Thirteen Ways to Kill the Voluntary Standards Industry

(Originally published in the IEEE Standards Bearer, circa 1997)
Compiled by Clyde R. Camp
who chaired the New Standards Committee (NesCom) and Review Committee (RevCom)
of the IEEE (Institute of Electrical and Electronics Engineers) Standards Board
and who admits to possibly having committed one or two of the below.

  1. Never respond to anything until the fourth reminder - then turn it in late and follow through with complaints about how the process takes soooooooooo long.

  2. Complain about the process but refuse to participate on committees that are trying to improve it.

  3. Keep in mind that it is much easier to find reasons why something can't or shouldn't be done than to find innovative solutions to the real problem.

  4. Be amazed and vociferous when people don't recognize that your document (which you've been working on for five years!) simply must be given the highest priority by staff for balloting or publishing. An additional week's delay could be disastrous!

  5. Never volunteer for officer positions - they're too much work. The management of the process is far too boring and only of interest when it obstructs your desires. Besides, someone else will do it.

  6. Ignore policy and do what you want to do. You can justity any procedural violations that might occur on the basis that they were restrictive or unfair.

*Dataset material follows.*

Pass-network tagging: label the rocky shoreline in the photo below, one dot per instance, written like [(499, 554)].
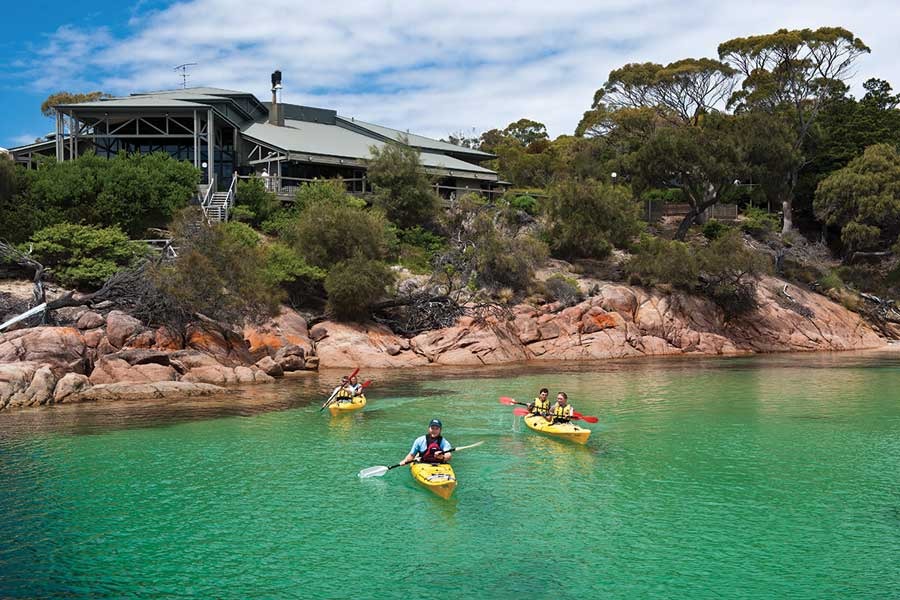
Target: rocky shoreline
[(113, 356)]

  7. Never read your correspondence, but be sure to complain when things happen around you.

  8. Only attend meetings that are held in interesting places - like Vail or Sydney.

  9. Go to meetings just long enough to get your name on the attendance list - then leave to take in the sights.

  10. Quickly accept responsibility and then forget about it - somebody else will eventually do it and maybe you can claim credit for it.

  11. Hold firm in your belief that it will get done without you - after all, what difference does one person make?

  12. Remember that your way is the only way to really do it right - people with other viewpoints obviously don't understand all the issues.

  13. If you can't be in charge or win all the time, then quit - hey, it's only volunteer work!